Le Code Frontières de 2006 prévoyait une procédure dans les cas nécessitant une action urgente. Le nouvel article 25 issu du règlement de 2013 crée une procédure spécifique dans les cas requérant une action immédiate. Quant au nouvel article 26, il institue une procédure spécifique en cas de circonstances exceptionnelles mettant en péril le fonctionnement global de l'espace sans contrôle aux frontières intérieures.

Je n'entrerai pas dans le détail des dispositions qui, dans les différents cas que je viens d'évoquer, prévoient les durées autorisées des contrôles, les notifications et communications d'information aux autres États membres ainsi qu'à la Commission européenne, à quoi s'ajoutent les recommandations éventuelles du Conseil sur proposition de la Commission.

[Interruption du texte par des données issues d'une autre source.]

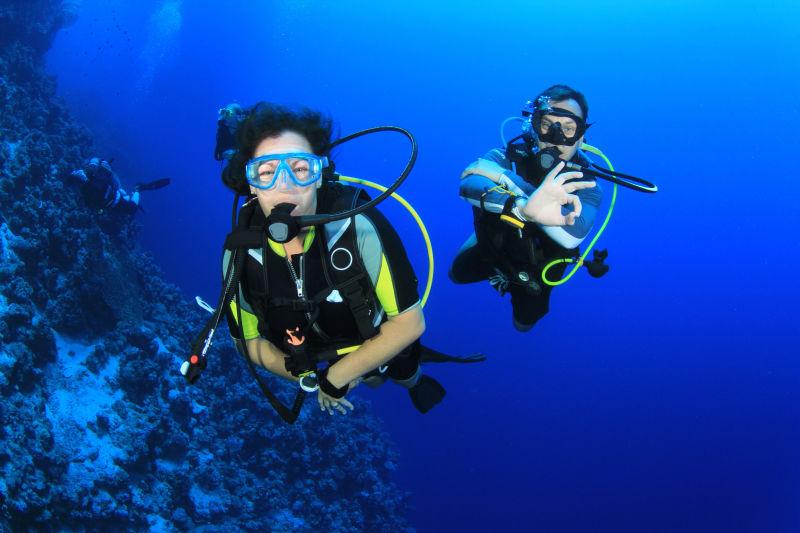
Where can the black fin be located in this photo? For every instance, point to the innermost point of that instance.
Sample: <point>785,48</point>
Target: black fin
<point>429,355</point>
<point>426,393</point>
<point>153,185</point>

Dans sa communication semestrielle, la Commission européenne a indiqué que sur la période allant de mai 2013 à octobre 2014, trois États membres seulement ont rétabli temporairement les contrôles à leurs frontières intérieures : la Belgique du 1er au 6 juin en raison du sommet du G7, la Norvège, du 24 au 31 juillet, en raison d'une menace terroriste et l'Estonie, du 31 août au 3 septembre, à l'occasion de la visite du président américain.

Un point, à présent, sur le système d'information Schengen de deuxième génération, dit SIS II. Le système d'information Schengen est un fichier informatisé utilisé par les États membres de l'Union européenne dans le cadre de la Convention de Schengen et de la coopération policière européenne. Développé dans les années 90, ce dispositif concernait à l'origine les personnes sous mandat d'arrêt ou les véhicules dont on avait perdu la trace. Il est alimenté par les informations fournies par les États - le fichier des personnes recherchées (FPR) dans le cas de la France.

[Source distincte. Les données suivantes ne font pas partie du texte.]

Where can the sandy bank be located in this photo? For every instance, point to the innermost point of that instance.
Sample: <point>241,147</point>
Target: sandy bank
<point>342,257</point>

Un règlement européen du mois de décembre 2006 a créé un système d'information Schengen de deuxième génération qui a notamment permis d'inclure dans le fichier informatisé des données biométriques ainsi que des données relatives à la non admission sur le territoire de l'Union ou aux interdictions de séjour. Le système d'information Schengen de deuxième génération est désormais connecté à Eurodac et au système d'information des visas dit VIS qui détiennent respectivement les empreintes digitales des demandeurs d'asile et des demandeurs de visa. La mise en place de SIS II a été plus coûteuse et plus longue que prévu puisque la mise en service ne date que du 9 avril 2013.

Le SIS II joue un rôle important dans la détection des itinéraires empruntés par les terroristes et les groupes criminels mobiles, grâce à un mécanisme spécifique qui permet de contrôler discrètement les personnes et certains types d'objets, notamment en cas de menaces liées à des combattants étrangers.

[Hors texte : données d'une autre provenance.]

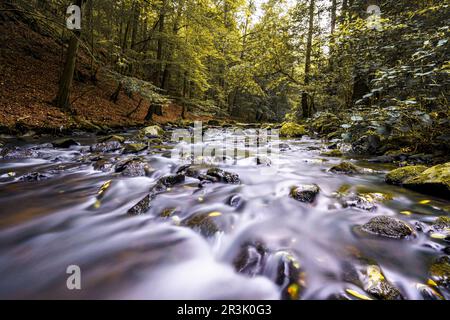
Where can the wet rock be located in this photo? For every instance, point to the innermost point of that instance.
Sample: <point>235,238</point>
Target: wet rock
<point>113,138</point>
<point>332,153</point>
<point>133,168</point>
<point>375,283</point>
<point>142,206</point>
<point>12,153</point>
<point>346,168</point>
<point>204,223</point>
<point>188,171</point>
<point>170,181</point>
<point>364,201</point>
<point>400,175</point>
<point>305,193</point>
<point>235,201</point>
<point>442,223</point>
<point>292,130</point>
<point>213,122</point>
<point>108,146</point>
<point>388,227</point>
<point>135,147</point>
<point>250,260</point>
<point>34,176</point>
<point>161,186</point>
<point>263,161</point>
<point>434,180</point>
<point>440,271</point>
<point>150,132</point>
<point>103,165</point>
<point>289,274</point>
<point>64,143</point>
<point>223,176</point>
<point>284,147</point>
<point>367,144</point>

Certains considèrent que le dispositif, qui n'est peut-être pas suffisamment utilisé par tous les États membres, pourrait être renforcé afin de mieux contrôler les entrées et les sorties de l'espace Schengen notamment à travers le projet de Smart frontiers, que M. Delebarre préfèrera sans nul doute me voir nommer Frontières intelligentes.

En ce qui concerne le système d'information sur les visas (VIS), la Commission rappelle qu'il a, d'ores et déjà, permis la délivrance de 7,5 millions de visas. Elle estime, cependant, que les États membres doivent redoubler d'efforts pour améliorer la qualité des données tant biométriques qu'alphanumériques que leurs autorités consulaires introduisent dans le fichier. Notons que le recours aux empreintes digitales pour vérifier l'identité des titulaires de visas aux points de passage frontalier de l'espace Schengen est devenu obligatoire le 11 octobre 2014 pour les titulaires de visas. Il est encore trop tôt, néanmoins, pour tirer des enseignements sur la mise en oeuvre de cette nouvelle mesure, même si l'expérience montre, côté italien, notamment, que ce dispositif ne suffit pas, tant sont nombreux les navires qui arrivent sur la côte adriatique.

Je voudrais, enfin, évoquer quelques pistes de propositions sur certains des points qui viennent d'être abordés.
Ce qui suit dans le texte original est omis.